The man was the Reverend Dr. Thaddeus Mason Harris, a Harvard librarian and Unitarian minister, and a longtime member of the library. He died in April 1842, at 73. The morning after, Hawthorne walked into the reading room of the Athenaeum's old Pearl Street home and saw Harris in his chair, the newspaper open in front of him. He thought nothing of it. That evening a friend mentioned that the old minister had died. "I saw him at the Athenaeum to-day," Hawthorne said.
He returned the next day. Harris was there again. And the next, and the next, for weeks: a solid, lifelike figure reading in the same spot, who never looked up, never spoke, never seemed to enter or leave the chair. Hawthorne watched, and said nothing.

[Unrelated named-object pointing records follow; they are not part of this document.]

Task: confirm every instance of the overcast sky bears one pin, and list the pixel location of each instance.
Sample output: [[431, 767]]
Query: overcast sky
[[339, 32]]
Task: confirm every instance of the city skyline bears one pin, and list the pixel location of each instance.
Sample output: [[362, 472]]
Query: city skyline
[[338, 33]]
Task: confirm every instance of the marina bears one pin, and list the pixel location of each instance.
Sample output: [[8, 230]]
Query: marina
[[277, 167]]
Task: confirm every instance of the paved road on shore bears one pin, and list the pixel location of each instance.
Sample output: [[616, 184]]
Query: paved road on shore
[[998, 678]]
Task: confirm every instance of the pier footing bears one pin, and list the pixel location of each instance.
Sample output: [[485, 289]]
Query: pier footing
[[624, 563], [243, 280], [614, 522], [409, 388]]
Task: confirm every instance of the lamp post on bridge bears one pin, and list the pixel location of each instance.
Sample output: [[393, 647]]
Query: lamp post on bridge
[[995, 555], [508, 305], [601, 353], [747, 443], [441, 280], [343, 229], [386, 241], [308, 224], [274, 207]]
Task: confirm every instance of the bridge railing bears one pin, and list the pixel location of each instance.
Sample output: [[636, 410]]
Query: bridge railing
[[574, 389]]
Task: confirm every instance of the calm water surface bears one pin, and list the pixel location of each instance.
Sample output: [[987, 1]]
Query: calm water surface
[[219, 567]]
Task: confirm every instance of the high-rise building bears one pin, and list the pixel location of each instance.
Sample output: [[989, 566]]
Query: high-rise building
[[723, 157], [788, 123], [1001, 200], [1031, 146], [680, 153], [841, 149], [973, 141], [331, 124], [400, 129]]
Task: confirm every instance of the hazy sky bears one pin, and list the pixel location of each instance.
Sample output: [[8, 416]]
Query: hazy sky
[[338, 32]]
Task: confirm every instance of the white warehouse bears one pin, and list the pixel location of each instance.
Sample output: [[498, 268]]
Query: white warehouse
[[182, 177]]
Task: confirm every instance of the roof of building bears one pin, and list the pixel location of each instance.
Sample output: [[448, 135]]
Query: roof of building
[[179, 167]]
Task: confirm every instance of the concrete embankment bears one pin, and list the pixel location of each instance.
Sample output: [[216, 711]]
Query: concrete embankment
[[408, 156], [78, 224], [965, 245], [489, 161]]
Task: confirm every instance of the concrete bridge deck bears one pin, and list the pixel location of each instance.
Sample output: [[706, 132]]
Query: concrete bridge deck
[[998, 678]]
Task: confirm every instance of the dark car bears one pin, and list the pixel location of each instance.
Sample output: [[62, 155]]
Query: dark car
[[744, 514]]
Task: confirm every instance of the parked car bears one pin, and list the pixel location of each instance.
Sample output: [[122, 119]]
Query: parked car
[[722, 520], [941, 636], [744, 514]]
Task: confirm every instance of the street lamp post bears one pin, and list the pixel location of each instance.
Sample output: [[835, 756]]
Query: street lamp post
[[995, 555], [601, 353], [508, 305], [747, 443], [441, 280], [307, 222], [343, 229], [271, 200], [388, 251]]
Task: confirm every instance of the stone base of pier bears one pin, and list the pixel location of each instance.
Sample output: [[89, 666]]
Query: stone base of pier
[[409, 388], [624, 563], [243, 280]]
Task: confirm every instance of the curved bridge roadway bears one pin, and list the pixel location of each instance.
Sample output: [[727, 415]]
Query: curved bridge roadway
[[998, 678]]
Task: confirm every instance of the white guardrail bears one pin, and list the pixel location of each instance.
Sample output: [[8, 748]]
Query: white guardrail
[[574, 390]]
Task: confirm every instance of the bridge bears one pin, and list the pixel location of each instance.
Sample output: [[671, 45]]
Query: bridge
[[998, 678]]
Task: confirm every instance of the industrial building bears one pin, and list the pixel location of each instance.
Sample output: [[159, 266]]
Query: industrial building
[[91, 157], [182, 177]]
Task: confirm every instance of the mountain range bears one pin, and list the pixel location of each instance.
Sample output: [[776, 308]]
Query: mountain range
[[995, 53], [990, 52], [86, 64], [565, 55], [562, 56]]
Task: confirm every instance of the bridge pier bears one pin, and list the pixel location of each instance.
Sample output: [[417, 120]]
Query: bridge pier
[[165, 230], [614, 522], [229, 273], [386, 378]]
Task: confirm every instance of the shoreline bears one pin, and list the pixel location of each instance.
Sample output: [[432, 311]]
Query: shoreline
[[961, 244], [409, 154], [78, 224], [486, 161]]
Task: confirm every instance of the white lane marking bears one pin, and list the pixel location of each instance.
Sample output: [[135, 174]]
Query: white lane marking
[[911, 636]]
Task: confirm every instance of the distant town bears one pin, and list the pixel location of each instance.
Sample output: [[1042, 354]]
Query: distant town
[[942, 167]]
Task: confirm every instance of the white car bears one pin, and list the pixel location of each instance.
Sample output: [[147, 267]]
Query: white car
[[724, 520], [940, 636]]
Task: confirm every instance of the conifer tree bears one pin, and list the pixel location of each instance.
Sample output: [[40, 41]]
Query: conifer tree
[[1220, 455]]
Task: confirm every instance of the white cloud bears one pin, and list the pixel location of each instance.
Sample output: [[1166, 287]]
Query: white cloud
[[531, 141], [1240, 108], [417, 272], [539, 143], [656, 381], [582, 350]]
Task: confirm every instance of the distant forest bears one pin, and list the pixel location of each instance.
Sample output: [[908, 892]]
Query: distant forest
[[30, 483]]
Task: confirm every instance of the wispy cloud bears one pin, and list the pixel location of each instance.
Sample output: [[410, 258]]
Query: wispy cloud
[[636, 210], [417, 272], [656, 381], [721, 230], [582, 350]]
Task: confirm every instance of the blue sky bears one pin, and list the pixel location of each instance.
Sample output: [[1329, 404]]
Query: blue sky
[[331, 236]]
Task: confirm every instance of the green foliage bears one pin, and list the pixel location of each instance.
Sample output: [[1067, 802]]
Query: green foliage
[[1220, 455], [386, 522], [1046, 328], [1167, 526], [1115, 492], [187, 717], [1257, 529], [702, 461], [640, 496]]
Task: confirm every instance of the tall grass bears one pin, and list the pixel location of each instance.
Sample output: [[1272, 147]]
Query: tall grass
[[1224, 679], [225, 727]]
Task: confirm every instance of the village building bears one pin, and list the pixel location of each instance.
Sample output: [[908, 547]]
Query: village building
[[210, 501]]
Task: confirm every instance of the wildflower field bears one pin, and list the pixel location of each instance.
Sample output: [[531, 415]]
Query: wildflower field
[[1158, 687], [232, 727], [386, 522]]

He had his reasons, and he wrote them down. Conversation was forbidden in the reading room. He and Harris had never been formally introduced. And by his own account, he was "shy as any ghost" himself, which left two of them sitting in the same quiet room, neither willing to be the first to speak.
What unsettled him most was the newspaper. Hawthorne came to suspect the Boston Post in those days carried Harris's own obituary, and that the old minister sat reading the notice of his death without ever registering it. He could never bring himself to walk over and look.
Hawthorne kept no copy of the story. He told it years later in a Liverpool parlor, wrote it out for a friend, and let it disappear. The manuscript surfaced in 1900, decades after his death, which makes it one of the most strangely pedigreed ghost stories in America: a haunting reported, in the first person, by the author of The Scarlet Letter.
The dead minister is not the only unquiet thing in the collection. Among the library's 600,000 volumes sits the confession of a highwayman named James Allen, printed in 1837. On his deathbed Allen asked that a copy be bound in his own skin and given to a man he had once tried to rob. The library has it. The skin was treated to pass for grey deerskin, and the cover carries a line of Latin, "Hic Liber Waltonis Cute Compactus Est" — this book is bound in Walton's skin, Walton being one of the names Allen used. Scientists have since confirmed the binding is human.
A portrait of Dr. Harris hangs in the library to this day, watching the room he never quite left.